The Hill-Garden House Abandoned After Family Losses

The hill-garden house was completed in 1908 on the outskirts of Wrenford, a small market town whose prosperity depended largely upon regional agriculture and railway trade. Built for horticultural supplier Thomas Everly, the residence occupied a terraced slope overlooking the valley below. Though not a mansion, the house was considered one of the most distinctive homes in the district.

Its octagonal parlor, wraparound veranda, clustered gables, and modest turret reflected the decorative tastes of the late Victorian period while remaining practical for family life.

Thomas lived there with his wife Eleanor and their three children. The surrounding terraces were gradually transformed into elaborate flower gardens filled with roses, hydrangeas, foxgloves, delphiniums, and seasonal borders. Family records described weekend gatherings on the veranda and summer evenings spent beside the marble fountain at the center terrace. For nearly two decades the property remained carefully maintained, its gardens becoming locally admired for their color and design.

Decline During Economic Hardship

The first serious difficulties emerged during the early 1930s. Agricultural prices declined sharply, reducing demand for Everly’s nursery business and forcing significant financial adjustments. Maintenance budgets were reduced, and several sections of the garden were left unattended. Household accounts from the period show increasing debt and delayed payments for repairs.

The family attempted to preserve the property by closing seldom-used rooms and limiting expenditures. However, the situation worsened after Thomas suffered a prolonged illness that reduced his ability to manage the business. Two of the children left Wrenford in search of employment elsewhere, while a third married and relocated to another county.

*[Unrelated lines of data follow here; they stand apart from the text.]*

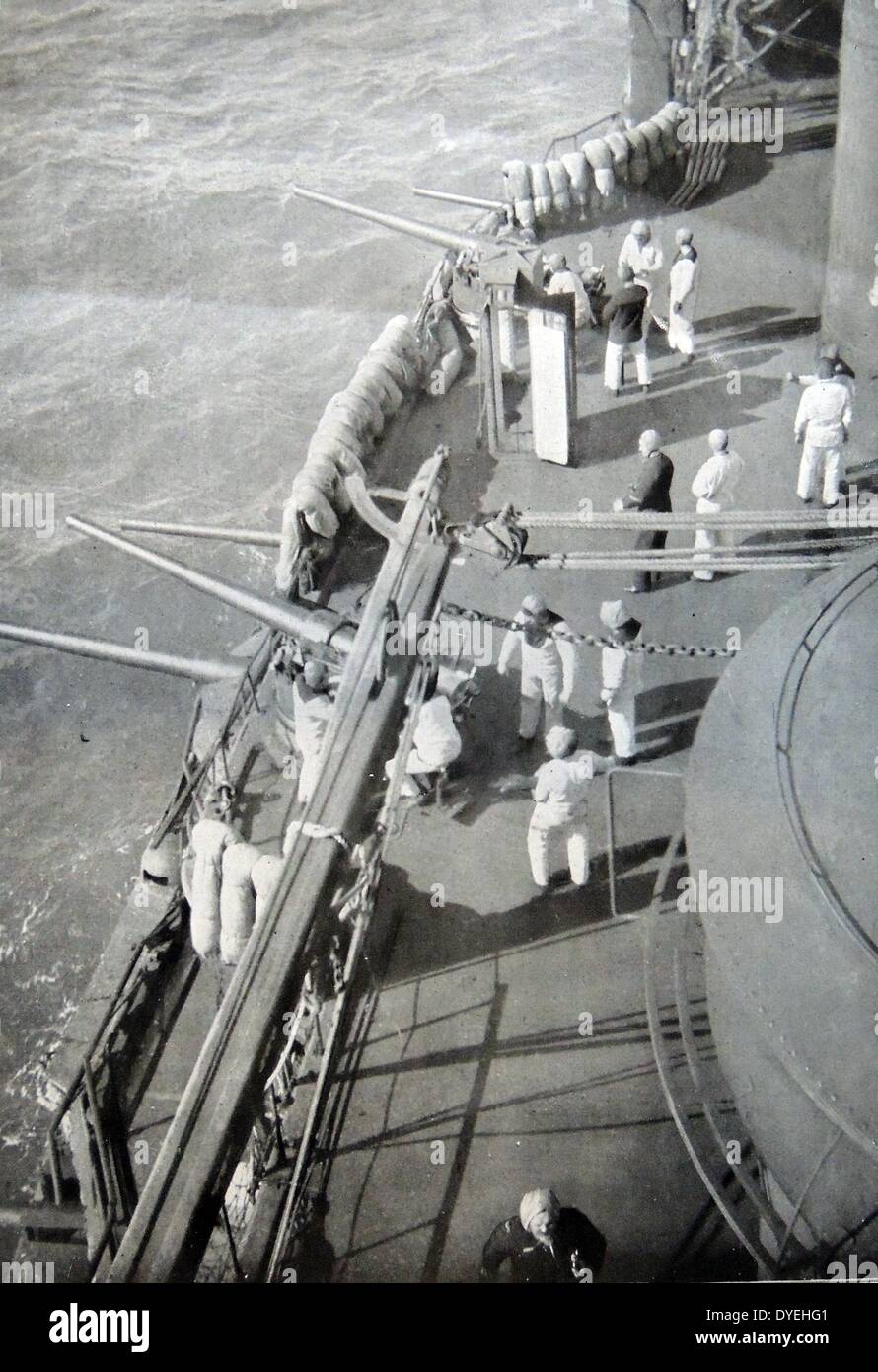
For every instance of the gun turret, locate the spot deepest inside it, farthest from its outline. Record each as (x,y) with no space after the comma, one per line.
(481,249)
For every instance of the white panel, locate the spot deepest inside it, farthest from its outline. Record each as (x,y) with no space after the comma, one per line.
(548,340)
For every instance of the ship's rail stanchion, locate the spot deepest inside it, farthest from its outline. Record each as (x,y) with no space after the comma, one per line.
(611,818)
(697,1095)
(180,1200)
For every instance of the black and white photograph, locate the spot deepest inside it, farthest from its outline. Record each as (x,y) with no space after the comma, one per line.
(439,560)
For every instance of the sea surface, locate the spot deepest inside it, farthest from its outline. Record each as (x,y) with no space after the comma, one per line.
(172,323)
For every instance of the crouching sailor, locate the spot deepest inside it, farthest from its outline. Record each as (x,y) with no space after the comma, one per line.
(545,1244)
(312,711)
(435,742)
(713,488)
(548,664)
(621,679)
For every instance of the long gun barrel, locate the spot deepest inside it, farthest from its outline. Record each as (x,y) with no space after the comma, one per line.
(452,197)
(256,537)
(414,228)
(319,626)
(196,668)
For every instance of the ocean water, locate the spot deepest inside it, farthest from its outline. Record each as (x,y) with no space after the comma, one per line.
(172,323)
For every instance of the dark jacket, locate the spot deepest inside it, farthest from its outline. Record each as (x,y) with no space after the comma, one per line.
(624,313)
(650,490)
(576,1245)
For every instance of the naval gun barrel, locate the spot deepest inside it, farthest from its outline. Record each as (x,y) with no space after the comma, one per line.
(253,537)
(414,228)
(320,626)
(452,197)
(196,668)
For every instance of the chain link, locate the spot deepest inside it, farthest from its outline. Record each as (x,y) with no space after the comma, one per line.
(594,640)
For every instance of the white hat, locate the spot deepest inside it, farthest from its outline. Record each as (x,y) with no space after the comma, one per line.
(316,674)
(614,614)
(560,741)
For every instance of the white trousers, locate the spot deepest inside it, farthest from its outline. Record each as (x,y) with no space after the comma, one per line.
(817,463)
(420,766)
(529,722)
(705,539)
(309,771)
(614,358)
(681,334)
(622,717)
(540,850)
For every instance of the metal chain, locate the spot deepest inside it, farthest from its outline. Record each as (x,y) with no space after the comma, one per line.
(594,640)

As income declined, visible deterioration slowly appeared. Exterior paint faded. Roof repairs were postponed. Several stained-glass veranda panels cracked during storms and were never replaced. The once-celebrated flower terraces remained beautiful but increasingly unmanaged, their carefully planned arrangements gradually dissolving into overgrown masses of vegetation.

The Final Years of Occupancy

Eleanor Everly remained in the house after her husband’s death in 1939. By then much of the property had become difficult to maintain. Several bedrooms were permanently closed, and portions of the veranda were no longer considered safe. Tax arrears accumulated, and correspondence found years later revealed repeated warnings regarding unpaid obligations and deferred maintenance.

When Eleanor moved to live with relatives in 1946, the house was left vacant. Probate proceedings became complicated by scattered heirs and unresolved financial claims. No purchaser emerged, and no family member returned to occupy the property. The gardens continued growing unchecked across the terraces. Roses overwhelmed sections of the pergola, hedges expanded beyond pathways, and fallen leaves accumulated around the cracked fountain basin.

Over the following decades, weather and neglect slowly erased signs of daily life. Broken windows were boarded. Interior furnishings remained where they had been left. The once-celebrated hill-garden became a dense landscape of self-seeded flowers, vines, and shrubs reclaiming the grounds.

Today the hill-garden house remains abandoned on its terraced slope. No restoration has taken place, no descendants have returned to reclaim it, and ownership questions were never fully resolved. The residence still stands among the overgrown gardens that once defined it, slowly deteriorating while the hillside continues its quiet reclamation of the property.